Comment s’y prend Fifi ?

Par contagion. Ou quand tu te fais passeuse, à tromper les surveillances et infecter le corps social, à chercher « comment et avec qui faire alliance sur quoi », à faire confiance aux forces minoritaires, à être émue en meute « la forme la plus jouissive du rapport de forces », à éprouver le potentiel révolutionnaire des filles.

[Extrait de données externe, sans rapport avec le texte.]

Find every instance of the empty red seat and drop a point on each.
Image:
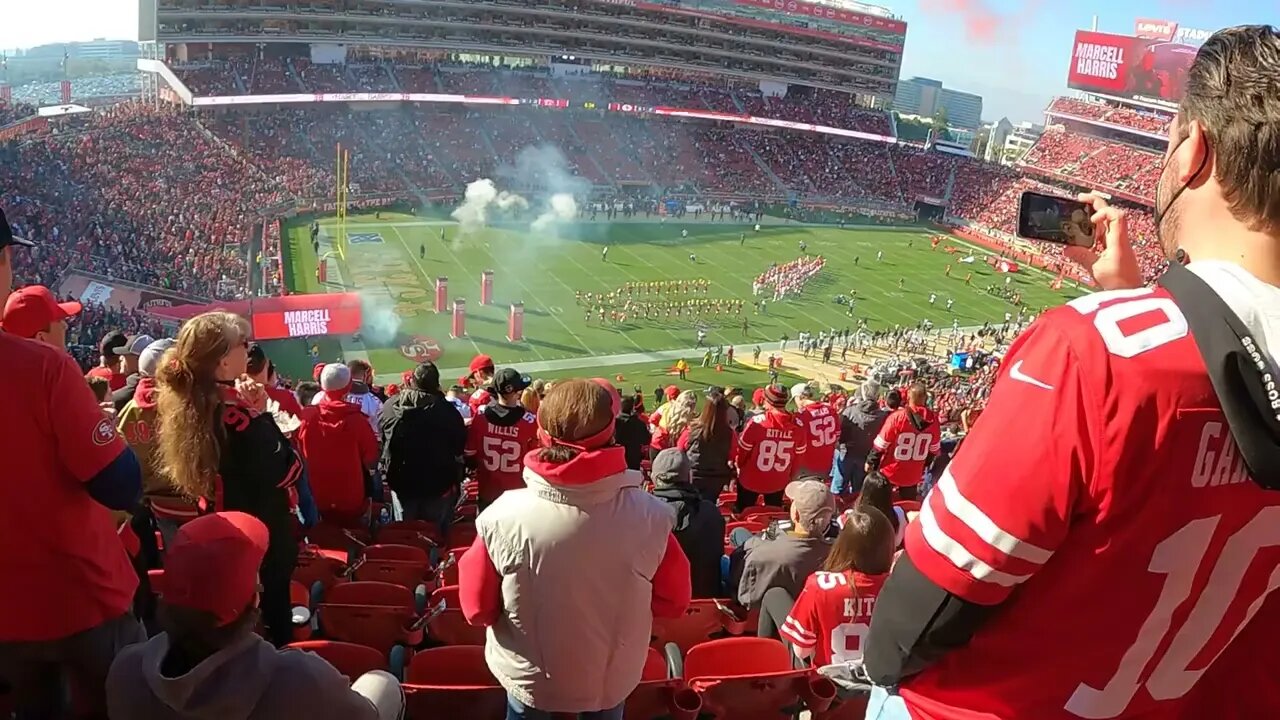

Où filles s’entend comme « un retour possible à la source – non pas d’une identité, mais d’une expérience (la solitude), à partir de laquelle construire [une] complicité sororale ».

FéminiSpunk ou Fifi Brindacier comme point de départ pour interroger les postures quant aux questions de fond telle la difficulté d’appréhender la catégorie – qui toujours échappe – que désignerait le mot femme, telle, aussi, la délicate question du racisme et des conditions de possibilités d’un féminisme intersectionnel (héritières). Aventin ne cache pas la difficulté d’embrasser ces enjeux, mais elle n’a de cesse de nous renvoyer à Fifi l’éclaireuse qui montre comment être fille et révolutionnaire et dans le monde. Notre vaste terrain de jeu.